Syrena Sport w Kanadzie zwana była polską Corvettą, a we Włoszech najpiękniejszym autem zza żelaznej kurtyny. Auto nigdy nie trafiło do seryjnej produkcji. Wszystko z powodów ekonomicznych i politycznych. Jest wielu ludzi, którzy chcieliby to zmienić. Powstawały już repliki auta i wizualizacje jego następcy. Trzech panów poszło o krok dalej. Co prawda na razie dysponują jedynie komputerowymi grafikami auta, ale już szukają sponsorów, którzy wizualizacje pomogą zamienić w jeżdżące auto. Mowa o współtwórcy projektu New Warsaw (jej zdjęcia znajdują się w powyższej galerii ), studencie Politechniki Wrocławskiej Rafale Czubaju, projektancie Pavlo Burkatskyym, który narysował m.in.
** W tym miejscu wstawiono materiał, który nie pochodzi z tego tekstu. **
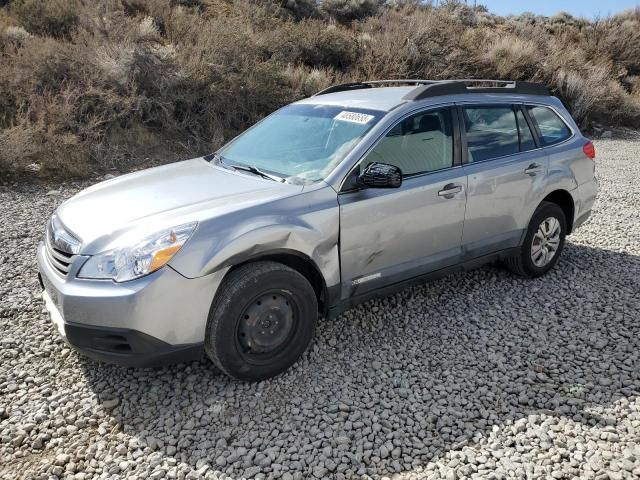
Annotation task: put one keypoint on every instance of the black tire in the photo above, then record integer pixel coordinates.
(237, 340)
(522, 263)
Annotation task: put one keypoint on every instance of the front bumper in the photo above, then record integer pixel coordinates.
(154, 320)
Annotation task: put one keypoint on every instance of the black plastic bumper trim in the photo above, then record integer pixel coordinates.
(128, 347)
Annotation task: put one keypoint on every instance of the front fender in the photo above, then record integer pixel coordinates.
(307, 224)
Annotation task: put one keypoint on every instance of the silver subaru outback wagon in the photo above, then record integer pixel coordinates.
(354, 192)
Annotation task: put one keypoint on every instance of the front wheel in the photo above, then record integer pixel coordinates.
(261, 321)
(543, 242)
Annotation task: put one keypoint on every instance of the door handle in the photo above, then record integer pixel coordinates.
(533, 169)
(450, 190)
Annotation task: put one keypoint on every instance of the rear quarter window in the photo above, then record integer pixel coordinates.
(552, 128)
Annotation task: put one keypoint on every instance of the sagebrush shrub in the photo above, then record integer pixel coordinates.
(89, 85)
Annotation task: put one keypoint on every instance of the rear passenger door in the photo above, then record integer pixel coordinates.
(506, 173)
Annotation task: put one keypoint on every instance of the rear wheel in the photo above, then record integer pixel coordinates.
(261, 321)
(543, 242)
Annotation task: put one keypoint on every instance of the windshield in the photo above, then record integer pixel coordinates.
(301, 142)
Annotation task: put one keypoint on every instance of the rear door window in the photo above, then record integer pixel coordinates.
(552, 128)
(491, 132)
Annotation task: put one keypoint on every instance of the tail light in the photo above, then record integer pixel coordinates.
(589, 150)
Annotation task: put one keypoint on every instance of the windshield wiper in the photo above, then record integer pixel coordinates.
(245, 168)
(256, 171)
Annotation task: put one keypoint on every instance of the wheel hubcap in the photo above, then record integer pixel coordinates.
(266, 324)
(545, 242)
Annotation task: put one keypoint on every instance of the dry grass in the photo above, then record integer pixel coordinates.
(89, 85)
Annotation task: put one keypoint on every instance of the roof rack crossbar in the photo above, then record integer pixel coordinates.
(372, 83)
(455, 87)
(435, 88)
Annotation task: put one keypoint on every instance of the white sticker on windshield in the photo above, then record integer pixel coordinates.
(354, 117)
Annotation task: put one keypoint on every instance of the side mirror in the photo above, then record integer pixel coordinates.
(380, 175)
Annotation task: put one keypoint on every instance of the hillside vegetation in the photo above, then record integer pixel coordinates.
(88, 85)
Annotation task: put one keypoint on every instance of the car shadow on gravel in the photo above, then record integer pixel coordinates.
(398, 382)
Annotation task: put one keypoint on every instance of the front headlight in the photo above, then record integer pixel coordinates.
(146, 256)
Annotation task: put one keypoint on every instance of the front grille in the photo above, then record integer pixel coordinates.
(60, 259)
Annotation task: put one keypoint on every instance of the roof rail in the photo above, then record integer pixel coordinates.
(370, 84)
(455, 87)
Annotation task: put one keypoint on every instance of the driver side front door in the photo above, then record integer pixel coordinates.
(391, 235)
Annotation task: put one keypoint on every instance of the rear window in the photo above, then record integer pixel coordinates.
(491, 132)
(552, 127)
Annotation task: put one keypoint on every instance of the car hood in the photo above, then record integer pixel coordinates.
(162, 197)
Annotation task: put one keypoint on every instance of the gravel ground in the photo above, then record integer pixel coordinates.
(479, 375)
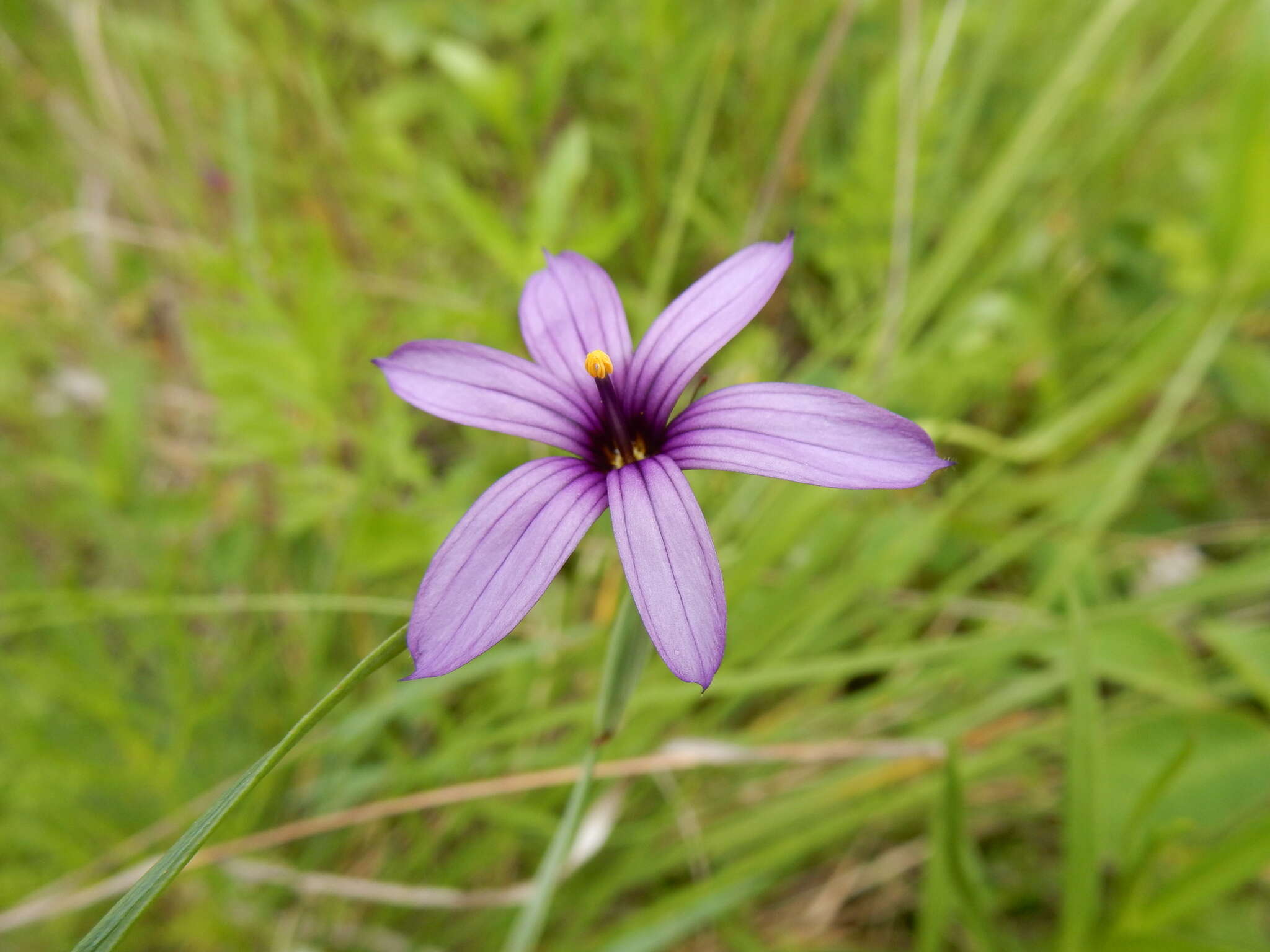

Arrinerę Hussaryę oraz grafiku Macieju Marcinkowskim.

Na stronie projektu nowej Syreny Sport czytamy: Dziś po ponad 50 latach przedstawiamy nowe wcielenie legendy polskiej motoryzacji. Z założenia auto ma nie odbiegać wyposażeniem i osiągami od sportowych aut coupe klasy premium. A swoim designem nawiązywać do poprzedniczki. Nadwozie ręcznie wykonane z lekkich i wytrzymałych tworzyw sztucznych, minimalistyczne i ergonomiczne wnętrze wykończone najwyższej jakości materiałami. Sercem nowej Syreny Sport będzie silnik V6 o pojemności 3700 cm3 , w dwóch wersjach - wolnossącej o mocy 330 KM, a także turbodoładowanej o mocy 450 KM, co przy masie poniżej 1 300 kg, pozwoli na rozpędzenie auta w granicach 4,5 sekundy do 100km/h oraz rozwinięcie maksymalnej prędkości oscylującej w granicach nawet 290 km/h.

>>> FSO wciąż żywa. Ile trzeba zapłacić za używane auta polskiej marki? <<<

O projekcie, jego założeniach i wizji przyszłości rozmawiamy z Rafałem Czubajem, współtwórcą nowej Syreny Sport:

Moto.pl: Ostatnimi czasy w internecie pojawia się wiele wizualizacji polskich projektantów, które zapowiadają wielki powrót polskiej motoryzacji. Niestety, pozostają one komputerowymi marzeniami ich autorów. Czy w przypadku nowej Syreny Sport będzie inaczej? Czy zobaczymy to auto na drodze?

Rafał Czubaj: W przypadku naszego projektu na sto procent będzie inaczej. Ostatnie dwa dni spędziłem na konferencjach, na których prezentowałem nasz projekt. Udało mi się zainteresować nim poważne firmy z branży motoryzacyjnej. Na razie nie chcę zdradzać, o kim mowa, bo projekt jest na bardzo wstępnym etapie. Za kilka tygodni będę znał więcej konkretów.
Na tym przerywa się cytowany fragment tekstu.